Since April 2003, the force in Sulaimaniyah province has more than tripled, rising from about 7,000 members to some 20,000 at the end of 2005.



"We want to protect the area's security properly and provide a safe environment for the people," said General Jamal Ahmed, head of the Kurdistan regional police force in Sulaimaniyah.



"Police forces have preserved the prestige of government and maintained stability in the area. The more forces we have, the more influence we have."



As the government raised salaries and expanded the force in Iraq's safest province, men left their old jobs in agriculture and other struggling sectors to work as policemen.



New recruits now make 170 US dollars a month – much more than the 30-dollar monthly wage prior to 2003. Last year, the starting salary was 220 dollars a month, but the Sulaimaniyah government decided to cut the level because the job is less risky than in other parts of Iraq. However, the pay still compares well with that of civil servants, some of whose monthly salary is less than 100 dollars. And a good number of officers only have to work 15 days out of every month.



The surge in recruitment has employed thousands who would otherwise have few opportunities, especially since police only need to have completed a primary school education.



Sulaimaniyah has been spared much of the violence seen in the rest of Iraq, and being a policeman here is significantly less risky than in other regions where security forces are prime targets for the insurgents.

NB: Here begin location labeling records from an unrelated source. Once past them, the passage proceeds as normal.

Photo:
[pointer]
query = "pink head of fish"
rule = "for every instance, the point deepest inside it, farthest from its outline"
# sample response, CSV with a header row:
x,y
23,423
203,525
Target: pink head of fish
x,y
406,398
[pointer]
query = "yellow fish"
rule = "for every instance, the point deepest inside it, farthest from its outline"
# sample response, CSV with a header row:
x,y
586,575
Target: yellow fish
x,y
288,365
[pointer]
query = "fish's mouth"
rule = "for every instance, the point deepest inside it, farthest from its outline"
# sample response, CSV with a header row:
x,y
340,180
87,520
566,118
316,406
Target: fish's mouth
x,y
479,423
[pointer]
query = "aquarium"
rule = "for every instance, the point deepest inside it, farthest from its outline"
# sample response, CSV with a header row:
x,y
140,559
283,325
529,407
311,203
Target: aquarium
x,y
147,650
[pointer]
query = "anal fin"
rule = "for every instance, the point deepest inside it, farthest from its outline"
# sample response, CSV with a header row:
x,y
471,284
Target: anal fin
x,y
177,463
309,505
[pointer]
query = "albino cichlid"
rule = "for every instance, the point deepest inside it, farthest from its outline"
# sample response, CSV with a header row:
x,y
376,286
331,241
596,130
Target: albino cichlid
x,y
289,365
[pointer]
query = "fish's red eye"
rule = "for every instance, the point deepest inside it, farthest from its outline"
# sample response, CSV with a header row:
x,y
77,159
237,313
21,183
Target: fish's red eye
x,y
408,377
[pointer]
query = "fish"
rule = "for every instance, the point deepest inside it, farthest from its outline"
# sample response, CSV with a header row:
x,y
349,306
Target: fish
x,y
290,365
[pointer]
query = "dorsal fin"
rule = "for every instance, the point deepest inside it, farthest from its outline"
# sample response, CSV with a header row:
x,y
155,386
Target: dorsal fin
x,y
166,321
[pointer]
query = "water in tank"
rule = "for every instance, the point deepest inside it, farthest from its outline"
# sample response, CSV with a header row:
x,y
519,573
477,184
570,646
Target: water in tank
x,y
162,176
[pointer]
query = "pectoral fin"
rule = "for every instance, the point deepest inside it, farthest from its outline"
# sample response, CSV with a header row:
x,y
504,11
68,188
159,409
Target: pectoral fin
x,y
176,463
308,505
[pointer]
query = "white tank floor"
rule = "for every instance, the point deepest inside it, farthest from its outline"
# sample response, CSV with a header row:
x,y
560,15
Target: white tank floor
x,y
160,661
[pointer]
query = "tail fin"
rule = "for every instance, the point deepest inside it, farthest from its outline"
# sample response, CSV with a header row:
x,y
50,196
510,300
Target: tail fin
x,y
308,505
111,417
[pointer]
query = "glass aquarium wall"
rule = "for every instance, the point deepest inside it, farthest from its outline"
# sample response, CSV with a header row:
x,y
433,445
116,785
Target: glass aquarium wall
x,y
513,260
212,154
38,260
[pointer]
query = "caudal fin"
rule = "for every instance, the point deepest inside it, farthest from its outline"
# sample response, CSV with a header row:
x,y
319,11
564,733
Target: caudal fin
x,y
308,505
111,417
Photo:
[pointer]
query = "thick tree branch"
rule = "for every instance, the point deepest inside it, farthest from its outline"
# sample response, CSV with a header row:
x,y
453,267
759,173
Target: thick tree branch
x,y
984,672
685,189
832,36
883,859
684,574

But the recruitment spree has cut into the labour force in other sectors. Agricultural has suffered the most, as significant numbers of farmers have quit their jobs to become officers. As villagers move their families into urban areas to join the force, Sulaimaniyah's tight housing market has come under additional pressure.

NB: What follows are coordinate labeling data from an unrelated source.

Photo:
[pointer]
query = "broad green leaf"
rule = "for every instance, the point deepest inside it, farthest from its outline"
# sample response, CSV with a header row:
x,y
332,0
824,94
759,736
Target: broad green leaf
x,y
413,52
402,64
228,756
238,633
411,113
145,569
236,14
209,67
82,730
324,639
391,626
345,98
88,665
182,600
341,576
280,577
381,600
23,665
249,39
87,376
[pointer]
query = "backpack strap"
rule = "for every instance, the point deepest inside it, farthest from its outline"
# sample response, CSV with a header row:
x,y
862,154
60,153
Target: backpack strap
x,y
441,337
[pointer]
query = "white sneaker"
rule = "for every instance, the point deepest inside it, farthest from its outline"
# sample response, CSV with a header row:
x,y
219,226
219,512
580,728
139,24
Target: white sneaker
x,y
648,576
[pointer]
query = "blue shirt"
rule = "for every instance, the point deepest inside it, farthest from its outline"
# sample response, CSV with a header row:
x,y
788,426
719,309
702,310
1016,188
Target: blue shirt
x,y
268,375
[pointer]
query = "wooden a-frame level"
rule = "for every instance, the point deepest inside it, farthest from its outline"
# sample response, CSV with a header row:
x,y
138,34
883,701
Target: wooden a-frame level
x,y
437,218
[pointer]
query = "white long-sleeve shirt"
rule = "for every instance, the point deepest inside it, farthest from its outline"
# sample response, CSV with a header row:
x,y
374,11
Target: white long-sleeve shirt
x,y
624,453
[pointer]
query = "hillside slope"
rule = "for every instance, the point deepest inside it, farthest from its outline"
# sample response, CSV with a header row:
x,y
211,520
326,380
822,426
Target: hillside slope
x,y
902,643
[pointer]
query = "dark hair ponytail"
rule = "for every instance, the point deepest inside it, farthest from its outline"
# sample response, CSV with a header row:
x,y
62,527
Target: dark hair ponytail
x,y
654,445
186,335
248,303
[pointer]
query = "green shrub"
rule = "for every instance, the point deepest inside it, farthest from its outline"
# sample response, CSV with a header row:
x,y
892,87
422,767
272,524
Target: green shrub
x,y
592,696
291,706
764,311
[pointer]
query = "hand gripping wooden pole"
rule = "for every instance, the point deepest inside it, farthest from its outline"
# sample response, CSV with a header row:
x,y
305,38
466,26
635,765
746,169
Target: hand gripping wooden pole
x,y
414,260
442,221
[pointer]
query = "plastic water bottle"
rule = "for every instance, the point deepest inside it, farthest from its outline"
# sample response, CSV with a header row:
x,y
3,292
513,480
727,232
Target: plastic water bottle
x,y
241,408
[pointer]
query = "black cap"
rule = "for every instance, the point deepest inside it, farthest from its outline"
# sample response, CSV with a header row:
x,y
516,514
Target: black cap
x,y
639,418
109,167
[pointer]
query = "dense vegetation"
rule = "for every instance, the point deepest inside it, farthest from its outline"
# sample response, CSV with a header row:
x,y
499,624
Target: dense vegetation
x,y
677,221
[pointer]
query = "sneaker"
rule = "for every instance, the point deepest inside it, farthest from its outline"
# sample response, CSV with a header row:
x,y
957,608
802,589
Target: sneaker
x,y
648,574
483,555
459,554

"Agriculture in the villages cannot provide for people, so they have no choice but to seek alternatives," said Ibrahim Khdir, head of the agriculture ministry's planning directorate.



Dilshad Ali, 27, from the Shrbazher area north of Sulaimaniyah, stopped working with his father on the family vineyard a year ago when he signed up for the city force.



"I have a decent salary and my job is not hard as my previous one," he said.



Ali said that of the 35 families in his village, only eight remain there.



Hamalaw Nasih, a 35-year-old builder, used to have six construction workers on his team, but four have gone off to join the police.



"They were getting low wages for a lot of work," he explained, adding that nowadays, his former labourers own their own cars.



Nasih now uses Arab workers who come from central and southern Iraq to seek employment in the northern Kurdish areas because of security concerns in their own regions.



Dr Mohammad Rauf, economics professor at the Sulaimaniyah university, accepts that the government has reduced unemployment by hiring police officers, and notes that Kurdistan’s labour market is shifting from agriculture to service industries. But he cautions that "the government should pay equal attention to all economic sectors".



Dilshad Yousif, a 24-year-old police officer, says the job offers a decent standard of living, but argues that the wage is well-deserved because of the potential risks the work entails.



"It's true there is no danger, but if anything does happen we will be the first victims," he said.



Frman Abdulrahman is an IWPR trainee journalist in Sulaimaniyah.